Wallpaper on bottom of wall then chair rail then paint on top of wall
Buy lots of extra wallpaper and replace as needed
Wallpaper slightly darker shade / rail very light / paint color in the middle of those
CHAIR RAIL. thank you. this is what i'm trying and failing to communicate.
I think wallpaper and chair rails may put us a bit over the budget.
then don't do white walls, do light grey/beige/sage with a crisp glossy white trim around the floor and doors. there are even some light muddled turqs that look surprisingly neutral, maybe a light robin's egg.
don't do white though, it will look ugly.
Semi-gloss for the walls and gloss for the ceiling and doors?
Anyone know if a DOB Permit is required for common areas painting and tile work? I don't believe you need a permit to paint but what about replacing all the floor tiles?
I suggest you go to a Benjamin Moore paint dealer and look at the color cards that show recommended combinations. Your paint supplier can match the color if budget is an issue. You dont want to end up with a 'cool' based white and a 'warm' based off white/beige/tan.
The satin gloss is right for the walls and a semi-gloss for door and trim. (hi-gloss will show every imperfection in the old doors.
Also..paint all service doors (trash room, staircase etc) to match the wall color and paint the apartment entry doors the accent color to make them have a sense of importance.
You do not need a permit to paint.
Why not hire a designer who knows color. It really would not cost very much
Sma10022 is right about the cool white and warm off white. I have that in my living room and I hate it!
Any recommendations on colors for doors and trim of doors?

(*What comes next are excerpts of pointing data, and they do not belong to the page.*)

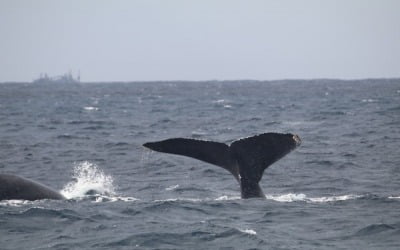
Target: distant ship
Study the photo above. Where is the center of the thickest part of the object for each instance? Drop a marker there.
(63, 79)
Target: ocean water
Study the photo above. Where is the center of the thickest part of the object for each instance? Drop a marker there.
(339, 190)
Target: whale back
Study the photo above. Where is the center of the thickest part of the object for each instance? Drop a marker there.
(13, 187)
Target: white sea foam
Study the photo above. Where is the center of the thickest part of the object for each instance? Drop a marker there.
(248, 231)
(173, 187)
(91, 108)
(302, 197)
(368, 100)
(88, 178)
(227, 198)
(180, 199)
(15, 203)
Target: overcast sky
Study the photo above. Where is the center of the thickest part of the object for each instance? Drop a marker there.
(199, 40)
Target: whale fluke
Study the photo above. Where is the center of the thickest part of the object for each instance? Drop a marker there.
(246, 159)
(13, 187)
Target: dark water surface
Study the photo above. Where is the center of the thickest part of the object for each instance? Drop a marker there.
(339, 190)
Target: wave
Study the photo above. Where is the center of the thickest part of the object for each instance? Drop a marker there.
(291, 197)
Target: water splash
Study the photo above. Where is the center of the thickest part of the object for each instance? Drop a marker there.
(88, 179)
(248, 231)
(302, 197)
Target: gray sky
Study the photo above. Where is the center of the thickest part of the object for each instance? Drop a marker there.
(199, 40)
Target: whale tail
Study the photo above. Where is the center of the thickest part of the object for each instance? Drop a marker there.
(246, 159)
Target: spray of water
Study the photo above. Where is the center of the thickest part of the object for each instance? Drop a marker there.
(88, 179)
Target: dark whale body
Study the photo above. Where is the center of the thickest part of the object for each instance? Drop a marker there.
(246, 159)
(13, 187)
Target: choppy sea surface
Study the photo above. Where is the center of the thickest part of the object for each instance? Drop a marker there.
(339, 190)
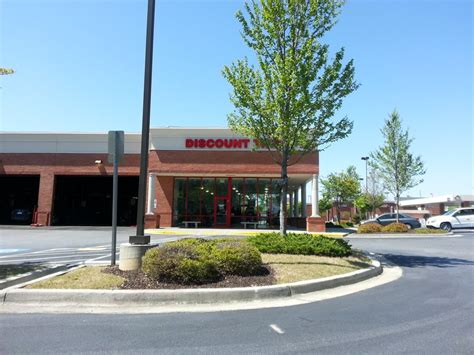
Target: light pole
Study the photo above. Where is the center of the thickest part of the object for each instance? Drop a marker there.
(366, 160)
(140, 238)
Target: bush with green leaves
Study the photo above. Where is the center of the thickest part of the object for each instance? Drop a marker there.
(300, 243)
(369, 228)
(395, 228)
(183, 262)
(200, 261)
(429, 231)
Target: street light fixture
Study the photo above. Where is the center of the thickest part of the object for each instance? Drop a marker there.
(140, 238)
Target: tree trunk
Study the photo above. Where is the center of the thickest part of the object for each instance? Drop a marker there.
(398, 207)
(283, 193)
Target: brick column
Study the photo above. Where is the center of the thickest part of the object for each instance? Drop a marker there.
(45, 199)
(164, 197)
(303, 199)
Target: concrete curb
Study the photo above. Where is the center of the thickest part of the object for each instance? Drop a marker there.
(23, 278)
(186, 296)
(398, 235)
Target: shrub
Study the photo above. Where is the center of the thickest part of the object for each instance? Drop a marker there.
(199, 261)
(395, 228)
(429, 231)
(300, 243)
(236, 258)
(369, 228)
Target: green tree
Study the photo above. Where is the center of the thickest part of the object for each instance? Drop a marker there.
(5, 71)
(341, 188)
(288, 99)
(325, 204)
(373, 197)
(399, 169)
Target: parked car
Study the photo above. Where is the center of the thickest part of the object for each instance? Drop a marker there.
(458, 218)
(388, 218)
(21, 215)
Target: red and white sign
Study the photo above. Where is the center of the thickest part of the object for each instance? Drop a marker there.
(219, 143)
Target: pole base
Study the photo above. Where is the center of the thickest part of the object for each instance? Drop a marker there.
(139, 239)
(131, 256)
(315, 224)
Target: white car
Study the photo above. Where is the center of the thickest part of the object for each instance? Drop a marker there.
(458, 218)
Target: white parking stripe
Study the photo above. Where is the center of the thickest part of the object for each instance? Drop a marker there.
(63, 257)
(277, 329)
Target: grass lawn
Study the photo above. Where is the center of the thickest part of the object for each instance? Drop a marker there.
(429, 231)
(287, 268)
(10, 270)
(86, 277)
(292, 268)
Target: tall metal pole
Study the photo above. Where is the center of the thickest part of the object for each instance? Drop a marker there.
(366, 183)
(114, 206)
(140, 238)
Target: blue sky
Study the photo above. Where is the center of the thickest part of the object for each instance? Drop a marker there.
(79, 67)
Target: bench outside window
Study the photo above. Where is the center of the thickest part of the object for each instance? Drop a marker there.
(187, 223)
(254, 224)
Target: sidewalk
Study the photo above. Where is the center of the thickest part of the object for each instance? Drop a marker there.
(230, 232)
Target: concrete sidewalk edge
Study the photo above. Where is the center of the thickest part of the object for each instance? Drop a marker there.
(34, 275)
(186, 296)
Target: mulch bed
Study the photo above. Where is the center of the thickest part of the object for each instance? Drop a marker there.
(138, 280)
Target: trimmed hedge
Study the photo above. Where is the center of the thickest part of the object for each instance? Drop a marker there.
(369, 228)
(236, 258)
(300, 243)
(200, 261)
(395, 228)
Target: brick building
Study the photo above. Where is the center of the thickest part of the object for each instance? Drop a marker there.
(211, 176)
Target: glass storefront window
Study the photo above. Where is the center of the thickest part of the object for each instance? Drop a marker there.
(207, 211)
(221, 187)
(250, 200)
(264, 201)
(275, 199)
(237, 200)
(247, 200)
(194, 199)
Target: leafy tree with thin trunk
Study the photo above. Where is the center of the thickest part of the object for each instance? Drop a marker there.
(325, 204)
(343, 187)
(287, 100)
(373, 197)
(398, 168)
(5, 71)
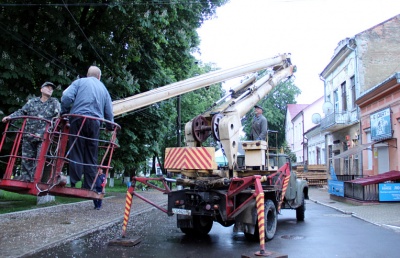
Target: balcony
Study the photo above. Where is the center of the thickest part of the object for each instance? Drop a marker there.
(339, 120)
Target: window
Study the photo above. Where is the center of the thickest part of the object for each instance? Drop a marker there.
(344, 98)
(353, 91)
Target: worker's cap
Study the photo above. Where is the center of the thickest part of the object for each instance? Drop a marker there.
(257, 106)
(48, 84)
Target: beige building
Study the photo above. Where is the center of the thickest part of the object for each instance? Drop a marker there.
(358, 65)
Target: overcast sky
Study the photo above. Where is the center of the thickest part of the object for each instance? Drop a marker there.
(249, 30)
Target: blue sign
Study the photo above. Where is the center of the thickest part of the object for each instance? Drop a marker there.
(336, 187)
(389, 192)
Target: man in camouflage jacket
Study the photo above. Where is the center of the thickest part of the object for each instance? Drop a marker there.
(44, 107)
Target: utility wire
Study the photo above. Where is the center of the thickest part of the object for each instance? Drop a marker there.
(103, 4)
(41, 53)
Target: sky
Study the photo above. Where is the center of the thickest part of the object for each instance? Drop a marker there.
(245, 31)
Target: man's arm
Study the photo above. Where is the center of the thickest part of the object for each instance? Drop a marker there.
(264, 129)
(108, 113)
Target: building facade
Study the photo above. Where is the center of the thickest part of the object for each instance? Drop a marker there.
(380, 126)
(358, 64)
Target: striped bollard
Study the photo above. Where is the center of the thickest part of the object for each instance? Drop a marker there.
(284, 187)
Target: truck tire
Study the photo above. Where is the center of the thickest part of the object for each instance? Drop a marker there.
(270, 223)
(201, 226)
(301, 210)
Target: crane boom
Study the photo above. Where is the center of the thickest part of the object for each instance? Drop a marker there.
(137, 101)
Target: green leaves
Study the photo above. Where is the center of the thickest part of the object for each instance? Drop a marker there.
(139, 45)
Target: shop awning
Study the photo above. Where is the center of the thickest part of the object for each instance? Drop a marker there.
(355, 150)
(393, 175)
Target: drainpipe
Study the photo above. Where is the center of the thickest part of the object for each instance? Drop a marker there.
(356, 82)
(325, 135)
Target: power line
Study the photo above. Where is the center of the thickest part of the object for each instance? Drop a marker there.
(45, 55)
(102, 4)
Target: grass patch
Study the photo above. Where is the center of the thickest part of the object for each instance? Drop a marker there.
(12, 202)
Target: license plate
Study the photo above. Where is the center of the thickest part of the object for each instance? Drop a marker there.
(182, 211)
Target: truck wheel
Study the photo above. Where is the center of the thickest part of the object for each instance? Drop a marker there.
(201, 226)
(301, 210)
(271, 219)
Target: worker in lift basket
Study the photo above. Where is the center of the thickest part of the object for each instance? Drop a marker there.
(45, 107)
(259, 127)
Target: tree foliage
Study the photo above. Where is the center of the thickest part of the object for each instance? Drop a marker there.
(275, 105)
(139, 45)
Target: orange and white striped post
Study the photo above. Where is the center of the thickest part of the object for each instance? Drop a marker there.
(261, 220)
(284, 187)
(128, 205)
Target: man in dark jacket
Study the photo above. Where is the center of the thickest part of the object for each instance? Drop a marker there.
(89, 97)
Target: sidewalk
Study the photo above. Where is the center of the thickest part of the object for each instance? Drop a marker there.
(25, 233)
(28, 232)
(384, 214)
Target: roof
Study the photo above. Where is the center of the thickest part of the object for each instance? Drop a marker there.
(388, 176)
(295, 109)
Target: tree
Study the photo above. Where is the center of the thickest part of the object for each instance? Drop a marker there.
(275, 105)
(139, 45)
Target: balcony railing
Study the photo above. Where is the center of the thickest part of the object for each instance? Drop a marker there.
(339, 119)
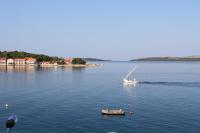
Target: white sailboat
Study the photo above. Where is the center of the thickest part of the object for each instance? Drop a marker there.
(129, 81)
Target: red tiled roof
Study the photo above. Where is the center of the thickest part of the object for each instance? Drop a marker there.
(29, 58)
(2, 58)
(19, 58)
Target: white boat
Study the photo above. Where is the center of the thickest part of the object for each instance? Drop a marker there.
(127, 79)
(112, 112)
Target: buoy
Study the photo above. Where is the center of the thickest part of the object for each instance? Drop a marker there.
(6, 105)
(12, 120)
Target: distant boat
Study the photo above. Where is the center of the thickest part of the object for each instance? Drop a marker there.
(127, 79)
(12, 120)
(112, 112)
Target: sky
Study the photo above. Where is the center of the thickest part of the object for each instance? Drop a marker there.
(106, 29)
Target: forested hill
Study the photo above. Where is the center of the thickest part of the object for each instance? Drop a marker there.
(22, 54)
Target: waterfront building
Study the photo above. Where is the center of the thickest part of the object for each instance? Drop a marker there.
(19, 61)
(30, 60)
(68, 60)
(2, 61)
(48, 63)
(10, 61)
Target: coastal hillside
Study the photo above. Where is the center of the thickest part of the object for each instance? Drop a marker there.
(187, 58)
(22, 54)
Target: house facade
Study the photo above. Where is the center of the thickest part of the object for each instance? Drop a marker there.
(10, 61)
(2, 61)
(19, 61)
(30, 60)
(68, 60)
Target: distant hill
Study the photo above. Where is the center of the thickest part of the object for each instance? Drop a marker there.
(94, 59)
(187, 58)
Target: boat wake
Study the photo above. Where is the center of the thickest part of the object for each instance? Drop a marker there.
(183, 84)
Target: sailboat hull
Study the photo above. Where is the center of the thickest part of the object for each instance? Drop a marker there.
(130, 81)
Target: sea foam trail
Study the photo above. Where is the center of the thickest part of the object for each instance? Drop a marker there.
(184, 84)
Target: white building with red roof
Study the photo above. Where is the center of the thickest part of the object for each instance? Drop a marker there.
(19, 61)
(10, 61)
(2, 61)
(30, 60)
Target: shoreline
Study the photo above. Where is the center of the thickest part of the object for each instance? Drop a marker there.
(51, 65)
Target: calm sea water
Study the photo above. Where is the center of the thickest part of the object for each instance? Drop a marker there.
(65, 100)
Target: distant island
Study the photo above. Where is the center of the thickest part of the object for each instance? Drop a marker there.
(187, 58)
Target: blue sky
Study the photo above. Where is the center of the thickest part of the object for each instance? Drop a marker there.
(108, 29)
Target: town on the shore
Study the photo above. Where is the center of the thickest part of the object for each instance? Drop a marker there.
(20, 58)
(31, 61)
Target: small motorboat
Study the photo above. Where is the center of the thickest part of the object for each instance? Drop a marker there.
(12, 120)
(129, 81)
(112, 112)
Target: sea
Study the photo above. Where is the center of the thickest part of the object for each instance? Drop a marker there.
(69, 100)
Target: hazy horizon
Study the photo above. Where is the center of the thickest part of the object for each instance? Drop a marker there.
(115, 30)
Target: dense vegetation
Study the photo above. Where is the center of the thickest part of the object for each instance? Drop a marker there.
(39, 57)
(78, 61)
(188, 58)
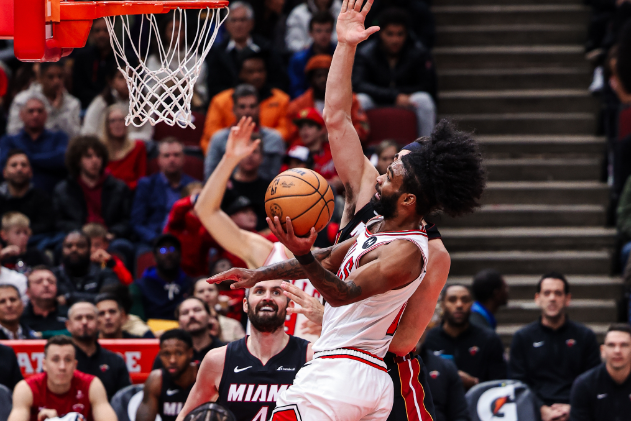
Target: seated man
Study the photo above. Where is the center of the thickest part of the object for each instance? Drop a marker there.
(18, 194)
(45, 148)
(477, 352)
(111, 317)
(195, 318)
(313, 135)
(157, 193)
(550, 353)
(11, 309)
(317, 71)
(271, 102)
(91, 358)
(90, 194)
(17, 255)
(78, 278)
(393, 70)
(246, 104)
(224, 58)
(10, 373)
(43, 313)
(44, 395)
(177, 377)
(604, 392)
(163, 287)
(490, 293)
(320, 30)
(62, 108)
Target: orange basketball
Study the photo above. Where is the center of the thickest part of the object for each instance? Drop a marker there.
(304, 196)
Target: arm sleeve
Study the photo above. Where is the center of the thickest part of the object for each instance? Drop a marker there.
(139, 213)
(457, 409)
(580, 402)
(497, 364)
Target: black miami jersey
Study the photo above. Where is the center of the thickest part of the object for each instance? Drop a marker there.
(248, 388)
(172, 397)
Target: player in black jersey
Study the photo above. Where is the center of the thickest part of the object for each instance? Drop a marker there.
(247, 375)
(167, 388)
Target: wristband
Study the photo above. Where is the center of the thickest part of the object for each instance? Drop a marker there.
(305, 259)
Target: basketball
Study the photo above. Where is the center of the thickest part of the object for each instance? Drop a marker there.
(304, 196)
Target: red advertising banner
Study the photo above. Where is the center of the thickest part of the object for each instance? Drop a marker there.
(138, 354)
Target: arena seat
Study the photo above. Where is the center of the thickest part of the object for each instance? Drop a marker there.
(6, 402)
(624, 123)
(144, 261)
(193, 166)
(188, 136)
(395, 123)
(501, 399)
(126, 401)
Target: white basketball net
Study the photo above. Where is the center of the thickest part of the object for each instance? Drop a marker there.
(163, 94)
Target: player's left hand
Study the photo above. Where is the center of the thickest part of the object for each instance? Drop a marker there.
(309, 306)
(244, 278)
(299, 246)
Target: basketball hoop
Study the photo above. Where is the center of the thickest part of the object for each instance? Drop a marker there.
(46, 30)
(163, 94)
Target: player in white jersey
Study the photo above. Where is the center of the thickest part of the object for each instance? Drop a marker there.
(250, 247)
(376, 272)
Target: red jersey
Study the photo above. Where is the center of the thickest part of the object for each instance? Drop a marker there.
(77, 399)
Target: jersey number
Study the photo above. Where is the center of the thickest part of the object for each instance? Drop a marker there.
(346, 269)
(395, 323)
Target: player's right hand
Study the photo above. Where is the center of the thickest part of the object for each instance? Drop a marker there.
(350, 22)
(244, 278)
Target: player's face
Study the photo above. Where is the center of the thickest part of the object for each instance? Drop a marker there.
(552, 298)
(82, 321)
(266, 306)
(60, 363)
(193, 317)
(209, 293)
(388, 191)
(176, 356)
(616, 351)
(110, 318)
(11, 306)
(457, 305)
(42, 285)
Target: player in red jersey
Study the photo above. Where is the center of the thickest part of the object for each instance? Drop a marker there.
(60, 389)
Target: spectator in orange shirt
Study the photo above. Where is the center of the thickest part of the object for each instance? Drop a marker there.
(317, 71)
(272, 102)
(313, 135)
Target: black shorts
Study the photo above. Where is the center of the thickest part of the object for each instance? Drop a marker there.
(412, 397)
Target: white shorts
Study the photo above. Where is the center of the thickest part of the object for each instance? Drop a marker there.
(338, 385)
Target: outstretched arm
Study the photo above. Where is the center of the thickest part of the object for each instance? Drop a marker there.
(359, 178)
(248, 246)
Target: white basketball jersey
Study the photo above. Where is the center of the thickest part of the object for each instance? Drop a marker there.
(370, 324)
(293, 324)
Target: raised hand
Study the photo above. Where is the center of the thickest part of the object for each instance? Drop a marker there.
(244, 278)
(240, 143)
(299, 246)
(350, 22)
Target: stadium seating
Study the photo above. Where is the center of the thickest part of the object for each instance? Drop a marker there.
(6, 403)
(398, 124)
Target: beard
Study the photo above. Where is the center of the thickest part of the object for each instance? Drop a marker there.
(386, 206)
(268, 322)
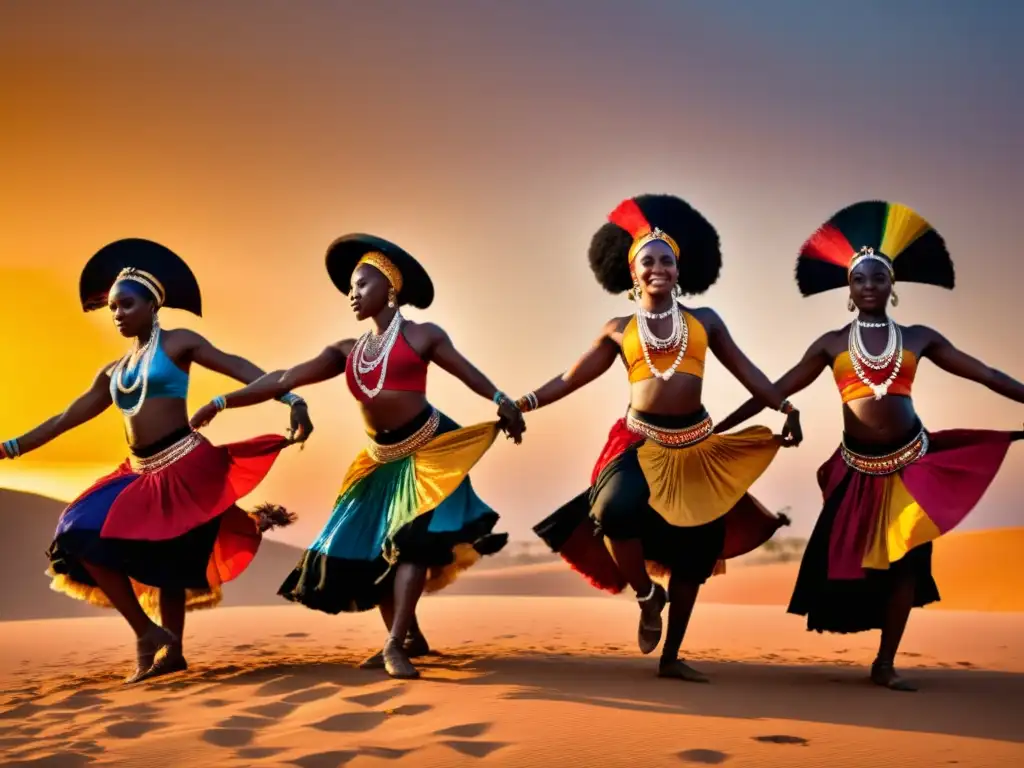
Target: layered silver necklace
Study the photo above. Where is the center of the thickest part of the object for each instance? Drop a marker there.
(891, 356)
(372, 351)
(142, 363)
(678, 337)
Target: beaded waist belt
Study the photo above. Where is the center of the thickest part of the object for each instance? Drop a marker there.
(681, 437)
(168, 456)
(423, 435)
(890, 463)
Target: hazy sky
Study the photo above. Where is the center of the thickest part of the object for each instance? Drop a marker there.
(492, 139)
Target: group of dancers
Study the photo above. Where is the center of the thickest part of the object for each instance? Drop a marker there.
(669, 498)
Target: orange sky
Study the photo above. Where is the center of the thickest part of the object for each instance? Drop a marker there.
(491, 140)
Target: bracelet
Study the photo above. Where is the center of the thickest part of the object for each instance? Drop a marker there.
(290, 399)
(527, 402)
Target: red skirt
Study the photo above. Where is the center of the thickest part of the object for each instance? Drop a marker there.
(875, 528)
(574, 536)
(167, 518)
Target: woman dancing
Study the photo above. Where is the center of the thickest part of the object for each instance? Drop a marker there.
(407, 518)
(669, 498)
(892, 486)
(160, 535)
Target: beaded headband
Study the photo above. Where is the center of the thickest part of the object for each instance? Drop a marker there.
(384, 265)
(867, 254)
(649, 237)
(145, 280)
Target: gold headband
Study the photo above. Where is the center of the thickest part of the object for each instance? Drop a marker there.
(867, 254)
(641, 240)
(145, 280)
(383, 264)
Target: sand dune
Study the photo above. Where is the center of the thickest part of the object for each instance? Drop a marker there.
(521, 682)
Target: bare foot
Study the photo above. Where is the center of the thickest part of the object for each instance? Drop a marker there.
(416, 646)
(884, 674)
(146, 647)
(679, 670)
(396, 664)
(649, 632)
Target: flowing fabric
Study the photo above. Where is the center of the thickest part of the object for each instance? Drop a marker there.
(176, 527)
(694, 514)
(421, 509)
(876, 528)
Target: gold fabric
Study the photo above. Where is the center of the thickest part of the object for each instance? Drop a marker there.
(900, 525)
(697, 484)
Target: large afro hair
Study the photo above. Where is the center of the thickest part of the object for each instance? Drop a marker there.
(699, 248)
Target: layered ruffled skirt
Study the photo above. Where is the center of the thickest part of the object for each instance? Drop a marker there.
(407, 498)
(167, 518)
(679, 488)
(884, 506)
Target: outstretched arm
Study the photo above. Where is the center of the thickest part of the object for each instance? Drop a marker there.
(201, 351)
(441, 351)
(952, 360)
(797, 379)
(594, 361)
(84, 409)
(327, 365)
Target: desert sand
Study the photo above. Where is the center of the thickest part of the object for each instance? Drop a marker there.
(520, 682)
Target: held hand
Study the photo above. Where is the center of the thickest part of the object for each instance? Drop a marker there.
(511, 421)
(204, 416)
(301, 426)
(793, 435)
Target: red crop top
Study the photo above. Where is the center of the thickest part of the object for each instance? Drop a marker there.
(407, 372)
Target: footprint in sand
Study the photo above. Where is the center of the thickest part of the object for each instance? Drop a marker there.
(704, 757)
(470, 730)
(375, 698)
(133, 728)
(782, 739)
(478, 750)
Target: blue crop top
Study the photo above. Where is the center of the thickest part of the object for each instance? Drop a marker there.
(166, 380)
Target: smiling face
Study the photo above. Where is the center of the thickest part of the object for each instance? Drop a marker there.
(132, 308)
(370, 292)
(870, 287)
(655, 269)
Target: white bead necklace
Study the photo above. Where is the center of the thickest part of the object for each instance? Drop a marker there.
(891, 355)
(142, 365)
(679, 336)
(365, 364)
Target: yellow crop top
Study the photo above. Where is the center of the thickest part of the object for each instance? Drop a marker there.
(692, 361)
(852, 388)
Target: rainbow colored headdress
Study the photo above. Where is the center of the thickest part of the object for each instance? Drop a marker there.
(888, 232)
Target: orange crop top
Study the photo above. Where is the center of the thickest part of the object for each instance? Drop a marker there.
(692, 361)
(852, 388)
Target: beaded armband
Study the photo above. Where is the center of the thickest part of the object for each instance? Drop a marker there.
(290, 398)
(527, 402)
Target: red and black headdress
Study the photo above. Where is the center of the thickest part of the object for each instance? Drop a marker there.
(647, 217)
(888, 232)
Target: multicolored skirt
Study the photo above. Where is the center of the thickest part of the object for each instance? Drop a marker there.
(884, 506)
(669, 481)
(167, 518)
(407, 498)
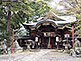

I gave designers that for a very small cost (it's only paint colors) would come out and ake a look. I think it would be worth your while
Seems like white walls and black doors is the best bet
Black doors? Are you freaking kidding me?
Seriously, what planet are you from?
Have you ever been inside another building with black doors? Ever?
Tell the truth, this is a joke, right?
Black glossy paint for hallway doors is classic, it's everywhere. Or are you just joking, saying that's a boring choice, needsadvice?
I've seen black doors in many apartment buildings. I am not kidding you, needsadvice.
875gator, in order to look good the black doors have to be done with the best GLOSS and lacquer, otherwise the look is very depressing and freaky.
I suggest neutral beiges, the doors a shade or two darker that the walls.
"the look is very depressing and freaky" ... how so? Basically, I disagree. It looks good, flat panel, raised panel, everything.
What doesn't look good is when doors/frames are painted a brown that tries to emulate wood, drawing attention to the fact that it's not wood, or hides wood anyway.
Probably a semi gloss on the black doors with the frame being the same color. I think with off white walls it will look striking. Now to tackle the overhead lighting...
Consider expected phase-in of LED, and phase-out of incandescent (maybe CFL, too, if consumer affection or mercury disposal become issues).